Execute Local Methods
NOTE: Object (including its state/data) is retrieved from the server and the method invoked in the local process
$ emerge call --local /inventory/widget total_cost
30.0
Execute A Method on All Objects in a Directory
NOTE: Execution occurs on the server
$ emerge call /inventory total_cost
[30.0, 434.10034997376107, 137.4442513978148, 907.5910237092307, 129.6896355950612, 705.798940493996, 589.6721640143035, 1408.5984146794274, 1722.7589088095774]
Getting Help on an Object
$ emerge help /inventory/widget1
Help on InventoryItem in module __main__ object:
class InventoryItem(emerge.core.objects.EmergeFile)

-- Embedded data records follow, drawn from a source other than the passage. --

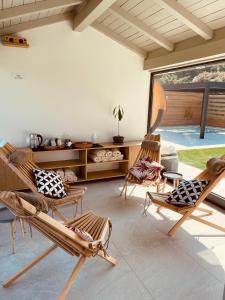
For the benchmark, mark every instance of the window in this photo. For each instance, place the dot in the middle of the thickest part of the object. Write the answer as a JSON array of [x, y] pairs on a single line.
[[187, 107]]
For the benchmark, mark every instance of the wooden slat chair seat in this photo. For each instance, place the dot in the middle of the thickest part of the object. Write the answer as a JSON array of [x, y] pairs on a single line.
[[61, 236], [145, 152], [187, 211], [25, 173]]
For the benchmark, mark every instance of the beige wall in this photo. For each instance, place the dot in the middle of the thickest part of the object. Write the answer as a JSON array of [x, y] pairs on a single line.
[[71, 83]]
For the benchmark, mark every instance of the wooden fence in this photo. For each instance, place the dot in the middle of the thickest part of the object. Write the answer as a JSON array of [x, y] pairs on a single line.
[[216, 110]]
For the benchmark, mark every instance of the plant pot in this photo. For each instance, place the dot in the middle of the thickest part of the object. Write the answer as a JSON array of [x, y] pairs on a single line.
[[118, 139]]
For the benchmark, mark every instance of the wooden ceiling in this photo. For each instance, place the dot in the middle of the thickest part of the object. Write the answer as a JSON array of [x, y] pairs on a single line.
[[144, 26]]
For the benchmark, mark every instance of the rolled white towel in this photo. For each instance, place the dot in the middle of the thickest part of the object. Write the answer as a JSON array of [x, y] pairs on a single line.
[[99, 152], [61, 173], [120, 157], [105, 159], [70, 176], [95, 158], [116, 152]]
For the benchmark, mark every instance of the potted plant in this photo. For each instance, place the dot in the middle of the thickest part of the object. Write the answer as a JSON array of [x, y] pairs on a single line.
[[118, 114]]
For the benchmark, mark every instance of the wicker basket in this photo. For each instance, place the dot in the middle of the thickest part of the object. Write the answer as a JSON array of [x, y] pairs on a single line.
[[83, 145], [51, 148]]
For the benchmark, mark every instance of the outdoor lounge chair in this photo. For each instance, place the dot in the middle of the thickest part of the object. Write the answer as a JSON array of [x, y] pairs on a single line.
[[25, 172], [187, 211], [152, 153], [62, 237]]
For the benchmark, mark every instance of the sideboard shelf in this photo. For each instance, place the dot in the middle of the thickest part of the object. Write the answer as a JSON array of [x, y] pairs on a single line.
[[60, 164], [105, 174], [90, 162]]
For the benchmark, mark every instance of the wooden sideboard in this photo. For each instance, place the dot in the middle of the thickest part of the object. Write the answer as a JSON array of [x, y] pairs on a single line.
[[77, 159]]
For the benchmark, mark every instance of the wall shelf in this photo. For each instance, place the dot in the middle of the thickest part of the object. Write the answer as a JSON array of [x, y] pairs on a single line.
[[90, 162], [60, 164], [76, 159], [105, 174]]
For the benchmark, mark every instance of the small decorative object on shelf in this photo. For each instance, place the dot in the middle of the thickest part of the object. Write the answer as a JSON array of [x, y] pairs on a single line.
[[83, 145], [53, 144], [35, 140], [118, 114], [94, 138], [14, 41], [105, 155], [68, 143]]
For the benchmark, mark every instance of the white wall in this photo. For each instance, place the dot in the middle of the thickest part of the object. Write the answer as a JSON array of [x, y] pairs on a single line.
[[71, 83]]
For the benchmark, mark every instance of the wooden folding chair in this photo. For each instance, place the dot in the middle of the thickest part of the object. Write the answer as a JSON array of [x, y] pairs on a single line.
[[145, 152], [187, 211], [62, 237], [25, 173]]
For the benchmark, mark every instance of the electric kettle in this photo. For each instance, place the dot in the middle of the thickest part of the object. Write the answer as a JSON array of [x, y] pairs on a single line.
[[35, 140]]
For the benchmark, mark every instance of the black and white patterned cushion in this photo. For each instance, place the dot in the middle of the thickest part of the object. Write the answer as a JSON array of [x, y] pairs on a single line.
[[187, 193], [49, 183]]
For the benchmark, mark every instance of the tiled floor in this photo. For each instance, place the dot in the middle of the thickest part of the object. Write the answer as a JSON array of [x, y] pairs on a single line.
[[189, 266]]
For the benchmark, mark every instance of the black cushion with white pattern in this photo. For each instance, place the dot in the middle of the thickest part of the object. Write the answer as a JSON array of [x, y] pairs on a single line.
[[49, 183], [187, 193]]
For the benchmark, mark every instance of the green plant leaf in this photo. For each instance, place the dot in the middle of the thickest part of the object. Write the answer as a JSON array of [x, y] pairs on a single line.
[[120, 114], [114, 112]]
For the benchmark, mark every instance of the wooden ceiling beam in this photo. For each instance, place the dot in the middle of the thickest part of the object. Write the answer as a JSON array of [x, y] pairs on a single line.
[[188, 52], [90, 13], [39, 6], [119, 39], [35, 23], [142, 27], [187, 18]]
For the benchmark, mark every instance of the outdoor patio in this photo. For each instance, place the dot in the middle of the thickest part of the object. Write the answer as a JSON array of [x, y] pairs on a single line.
[[187, 137]]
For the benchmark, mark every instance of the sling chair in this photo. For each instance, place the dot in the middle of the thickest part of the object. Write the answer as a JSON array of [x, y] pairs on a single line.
[[152, 151], [187, 211], [25, 172], [62, 237]]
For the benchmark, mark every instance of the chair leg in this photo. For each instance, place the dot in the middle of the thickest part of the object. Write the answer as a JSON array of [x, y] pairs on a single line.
[[174, 229], [159, 208], [58, 214], [81, 205], [72, 278], [109, 259], [12, 236], [75, 211], [124, 186], [31, 232], [164, 185], [158, 187], [125, 195], [22, 227], [208, 211], [28, 267], [134, 187]]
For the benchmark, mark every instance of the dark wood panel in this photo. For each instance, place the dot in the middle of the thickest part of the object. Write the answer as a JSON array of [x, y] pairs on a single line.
[[183, 108]]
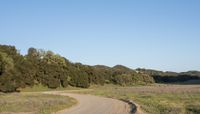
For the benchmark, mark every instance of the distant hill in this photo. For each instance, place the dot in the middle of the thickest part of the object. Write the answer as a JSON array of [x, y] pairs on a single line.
[[52, 70]]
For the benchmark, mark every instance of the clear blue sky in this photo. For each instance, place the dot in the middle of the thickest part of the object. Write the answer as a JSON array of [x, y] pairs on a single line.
[[157, 34]]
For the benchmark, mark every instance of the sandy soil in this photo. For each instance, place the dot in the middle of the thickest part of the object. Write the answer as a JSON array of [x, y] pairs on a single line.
[[89, 104]]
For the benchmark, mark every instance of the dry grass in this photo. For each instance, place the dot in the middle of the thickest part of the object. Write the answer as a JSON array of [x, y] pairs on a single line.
[[33, 103], [156, 99]]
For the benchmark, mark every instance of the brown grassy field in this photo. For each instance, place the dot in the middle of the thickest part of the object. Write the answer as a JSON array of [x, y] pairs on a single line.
[[33, 103], [156, 99]]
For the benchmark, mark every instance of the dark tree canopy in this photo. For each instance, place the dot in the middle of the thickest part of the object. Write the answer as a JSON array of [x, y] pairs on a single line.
[[53, 71]]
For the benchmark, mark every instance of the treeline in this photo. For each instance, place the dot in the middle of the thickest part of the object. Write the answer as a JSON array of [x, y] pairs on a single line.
[[171, 77], [52, 70]]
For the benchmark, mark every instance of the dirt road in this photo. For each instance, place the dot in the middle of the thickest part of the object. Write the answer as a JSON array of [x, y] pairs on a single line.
[[89, 104]]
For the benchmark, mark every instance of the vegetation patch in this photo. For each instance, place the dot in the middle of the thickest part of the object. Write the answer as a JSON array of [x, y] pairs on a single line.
[[34, 102], [153, 99]]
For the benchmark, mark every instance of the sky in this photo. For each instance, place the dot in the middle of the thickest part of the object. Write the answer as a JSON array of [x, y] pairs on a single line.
[[153, 34]]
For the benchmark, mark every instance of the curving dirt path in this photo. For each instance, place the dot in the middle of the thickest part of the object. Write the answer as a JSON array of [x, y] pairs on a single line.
[[89, 104]]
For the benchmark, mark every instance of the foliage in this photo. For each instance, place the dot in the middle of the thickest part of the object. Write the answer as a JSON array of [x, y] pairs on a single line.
[[54, 71]]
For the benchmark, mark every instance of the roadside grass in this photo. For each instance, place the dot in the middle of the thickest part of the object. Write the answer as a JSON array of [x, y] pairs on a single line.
[[34, 103], [156, 99], [41, 88]]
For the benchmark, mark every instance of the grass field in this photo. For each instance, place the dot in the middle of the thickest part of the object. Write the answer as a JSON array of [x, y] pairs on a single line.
[[156, 99], [33, 103]]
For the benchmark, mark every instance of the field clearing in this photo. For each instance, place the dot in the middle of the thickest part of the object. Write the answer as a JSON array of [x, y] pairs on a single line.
[[33, 103], [156, 99]]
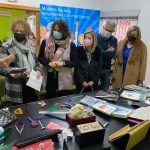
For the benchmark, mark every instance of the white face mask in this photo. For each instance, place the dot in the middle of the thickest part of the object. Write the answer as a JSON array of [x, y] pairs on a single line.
[[57, 35], [106, 34]]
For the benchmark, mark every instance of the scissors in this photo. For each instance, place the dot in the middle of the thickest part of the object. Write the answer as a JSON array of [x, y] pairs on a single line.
[[34, 123]]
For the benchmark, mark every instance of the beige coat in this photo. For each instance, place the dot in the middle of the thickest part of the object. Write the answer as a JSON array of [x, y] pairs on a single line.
[[135, 68]]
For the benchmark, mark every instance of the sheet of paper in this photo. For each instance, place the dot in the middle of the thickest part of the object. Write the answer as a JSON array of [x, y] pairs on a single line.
[[33, 82]]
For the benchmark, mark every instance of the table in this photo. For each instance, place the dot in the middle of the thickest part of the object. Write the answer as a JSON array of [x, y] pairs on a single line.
[[114, 124]]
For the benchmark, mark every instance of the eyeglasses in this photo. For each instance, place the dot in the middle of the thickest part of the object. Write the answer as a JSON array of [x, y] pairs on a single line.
[[108, 30]]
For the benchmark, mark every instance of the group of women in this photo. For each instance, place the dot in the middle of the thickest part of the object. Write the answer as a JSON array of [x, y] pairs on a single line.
[[65, 64]]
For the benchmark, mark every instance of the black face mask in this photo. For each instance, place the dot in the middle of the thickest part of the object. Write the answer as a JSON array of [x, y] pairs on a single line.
[[131, 38], [19, 37]]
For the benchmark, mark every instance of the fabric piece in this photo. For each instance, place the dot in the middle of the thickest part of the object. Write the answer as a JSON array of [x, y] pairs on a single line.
[[42, 145], [24, 53], [53, 126]]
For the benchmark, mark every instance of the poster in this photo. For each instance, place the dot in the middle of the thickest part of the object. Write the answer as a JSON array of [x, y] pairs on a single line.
[[79, 20]]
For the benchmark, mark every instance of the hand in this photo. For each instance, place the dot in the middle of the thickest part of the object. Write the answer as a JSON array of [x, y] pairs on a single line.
[[91, 83], [38, 74], [140, 83], [5, 62], [52, 64], [16, 75], [85, 84], [59, 63], [111, 49]]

| InventoryItem(id: str, data: str = '', name: str = '', path: str = '/', perms: str = 'rwxrwxrwx', type: str = 'file', unit_price: float = 0.0, quantity_on_hand: int = 0) -> None
|
| Class for keeping track of an item in inventory.
|
| Method resolution order:
| InventoryItem
| emerge.core.objects.EmergeFile
| emerge.core.objects.EmergeObject
| emerge.data.EmergeData
| persistent.Persistent
| builtins.object
|
| Methods defined here:
|
| __eq__(self, other)
|
| __init__(self, id: str, data: str = '', name: str = '', path: str = '/', perms: str = 'rwxrwxrwx', type: str = 'file', unit_price: float = 0.0, quantity_on_hand: int = 0) -> None
:
Getting Methods of an Object
$ emerge methods /inventory/widget7
run ()
total_cost () -> float
Showing the Source Code of an Object
$ emerge code /inventory/widget1
@dataclass
class InventoryItem(EmergeFile):
"""Class for keeping track of an item in inventory."""
unit_price: float = 0.0
quantity_on_hand: int = 0
def run(self):
return "total cost:{}".format(self.total_cost())
def total_cost(self) -> float:
import logging
logging.debug("InventoryItem: total_cost executing")
return self.unit_price * self.quantity_on_hand
def __str__(self):
import json
return json.dumps(
{
"name": self.name,
"path": self.path,
"id": self.id,
"unit_price": self.unit_price,
"quantity_on_hand": self.quantity_on_hand,
"perms": self.perms,
"type": self.type,
"data": self.data,
}
)
Getting Objects
emerge
is a distributed and federated namespace platform serving python objects like a filesystem.
When requesting an object by path, you can connect to any node in the filesystem to make this request.
If that node does not host the object, it will consult the broker which will have a reference to where the file path is being held and retrieve it from that node.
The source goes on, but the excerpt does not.